Treatment Breaks Long Payback

posted: 19/01/2011

Terrnec Higgins Trust's Your Treatment bookletEight years after some people with HIV took a break from taking their anti-HIV treatment, their treatment break continues to have a harmful effect. People having treatment breaks see smaller rises in their CD4 cell count, more HIV-related illness, and tend to die earlier. This new Swiss research also shows that the longer the break from treatment was, the more harm is done to health.

Taking treatment breaks is definitely not recommended now, but it was a choice some people made, for example because of side effects (which were far worse in the early days of HIV treatments).

Don’t Stop the Treatment
“The results strongly support the concept that patients should be discouraged to discontinue antiretroviral therapy,” comment the investigators. If they wrote this in plain English they would simply say 'Don't stop HIV treatments; keep taking the tablets.'

People taking antiretroviral drugs may stop taking HIV treatments. We already knew from the SMART study some years ago that you could still see harmful effects of stopping treatment around two years later. This latest Swiss study looked at what happens after this. Is the harm permanent when people stop taking HIV treatments?

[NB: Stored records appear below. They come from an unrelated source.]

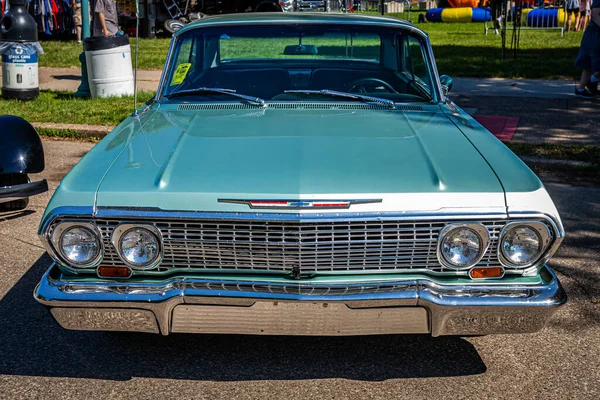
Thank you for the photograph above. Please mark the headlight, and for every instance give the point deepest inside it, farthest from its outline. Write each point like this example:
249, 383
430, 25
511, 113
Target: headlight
78, 244
138, 246
462, 245
522, 244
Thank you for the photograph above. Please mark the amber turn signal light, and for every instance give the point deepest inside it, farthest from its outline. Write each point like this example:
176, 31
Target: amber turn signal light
487, 272
114, 272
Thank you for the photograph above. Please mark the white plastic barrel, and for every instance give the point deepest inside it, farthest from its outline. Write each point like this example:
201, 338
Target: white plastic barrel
108, 60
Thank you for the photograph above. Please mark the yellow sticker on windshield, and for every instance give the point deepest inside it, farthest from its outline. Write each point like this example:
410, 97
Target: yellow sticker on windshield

They looked at almost 2500 people who started HIV treatment between 1996 and 2008. They split the people into three groups depending on their use of treatment, so any differences because of treatment would be clear to see.

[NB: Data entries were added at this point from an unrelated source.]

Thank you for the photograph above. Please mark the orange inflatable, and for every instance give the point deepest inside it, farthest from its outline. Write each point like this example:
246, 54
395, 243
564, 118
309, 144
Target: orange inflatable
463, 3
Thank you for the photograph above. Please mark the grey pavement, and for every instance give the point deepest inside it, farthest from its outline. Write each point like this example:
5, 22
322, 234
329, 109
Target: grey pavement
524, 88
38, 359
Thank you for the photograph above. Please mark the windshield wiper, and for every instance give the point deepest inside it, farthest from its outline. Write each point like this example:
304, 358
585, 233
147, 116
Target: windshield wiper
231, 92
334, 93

More than half the people (51%) stopped their HIV treatment at least once. Around one fifth (19%) didn’t stop taking their HIV treatment but sometimes had a viral load above 1000. The third group were people who kept taking HIV treatments and always had a viral load below 1000. Normally, with HIV treatment, viral load should become undetectable, almost 0.

CD4 Counts Up, or Down?
Average CD4 count rose (which is good) from 210 to 491 cells after eight years. However, the size of any rise varies with the group. Almost two thirds of the people who stopped taking HIV treatments did not see their CD4 count rise above 350. People who carried on taking treatments were rather more likely to see CD4 counts rise above 350 (87% had a CD4 of 350 or more among those taking treatments all the time, compared with 63%, among the people who stopped taking HIV treatments).

Those who stopped HIV treatment were significantly less likely to see their CD4 count rise higher still, to above 500.

Longer treatment breaks are worst
The longer you stopped treatment, the less your CD4 count rose. Average CD4 counts actually fell among people who stopped treatment for two and a half years.

Smaller rises in CD4 counts are also seen among older people, people who also have hepatitis C, and people starting HIV treatments late.

More HIV-illnesses and AIDS conditions
Taking treatment breaks means people are more likely to have HIV-related illnesses such as oral hairy leukoplakia, oral thrush, and herpes. People are more likely to develop an AIDS-defining illness.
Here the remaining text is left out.